Waiter, this wine is ... fake

Counterfeit wine and alcoholic beverages continue to be a growing health and financial problem. Instances of fake wine, liquor, and beer are cropping up worldwide, and it's no longer just fake expensive French vintages.

  • Recently Russia has cracked down on imports of Georgian wine, finding that 50-80% of the famous beverage is fake. Often these fakes are alcoholic cocktails laced with dyes and flavors, and perhaps a trace of fermented grape to try to fool the inexperienced nose.

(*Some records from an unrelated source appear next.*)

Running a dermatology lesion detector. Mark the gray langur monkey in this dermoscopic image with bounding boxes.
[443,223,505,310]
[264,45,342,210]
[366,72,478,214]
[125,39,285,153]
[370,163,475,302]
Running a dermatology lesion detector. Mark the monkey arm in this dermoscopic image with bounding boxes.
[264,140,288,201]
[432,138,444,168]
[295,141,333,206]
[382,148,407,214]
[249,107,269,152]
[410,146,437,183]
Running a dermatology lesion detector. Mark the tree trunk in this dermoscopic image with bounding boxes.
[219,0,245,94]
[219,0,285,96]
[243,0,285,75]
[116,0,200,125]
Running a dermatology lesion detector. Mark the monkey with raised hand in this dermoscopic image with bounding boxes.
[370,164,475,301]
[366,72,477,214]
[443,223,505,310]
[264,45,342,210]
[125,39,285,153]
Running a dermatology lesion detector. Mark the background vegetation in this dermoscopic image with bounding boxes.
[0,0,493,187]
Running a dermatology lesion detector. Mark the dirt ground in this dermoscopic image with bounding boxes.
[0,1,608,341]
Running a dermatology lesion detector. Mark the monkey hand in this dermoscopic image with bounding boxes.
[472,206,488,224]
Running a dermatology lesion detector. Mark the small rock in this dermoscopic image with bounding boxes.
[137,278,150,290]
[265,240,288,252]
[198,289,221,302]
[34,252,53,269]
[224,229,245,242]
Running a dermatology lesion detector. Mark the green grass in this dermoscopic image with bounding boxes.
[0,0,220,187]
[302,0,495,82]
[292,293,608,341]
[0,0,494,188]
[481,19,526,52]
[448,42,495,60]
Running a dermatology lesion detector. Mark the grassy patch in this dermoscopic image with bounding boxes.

  • Fake Eiswein claiming to be from Canada has put a serious freeze on sales in China. Four years ago, China was a promising market for Canadian ice wine. In 2001, one Beijing-based importer was selling 50 to 100 bottles of Canadian ice wine every month, despite the high price of the product. By 2004, the importer's sales of Canadian ice wine have fallen to less than one-fifth of their 2001 level, largely because the pirated ice wines have grabbed control of the market. Furthermore, the poor quality of the fake product has ruined the reputation in this burgeoning market.
  • A recent study by the State Administration for Industry and Commerce in China found nearly 60% of "foreign-brand" liquor found in four major Chinese cities is fake. Often these liquors contain industrial alcohol or formaldehyde - and can be fatal. The counterfeiters were able to copy the anti-counterfeit labels, too.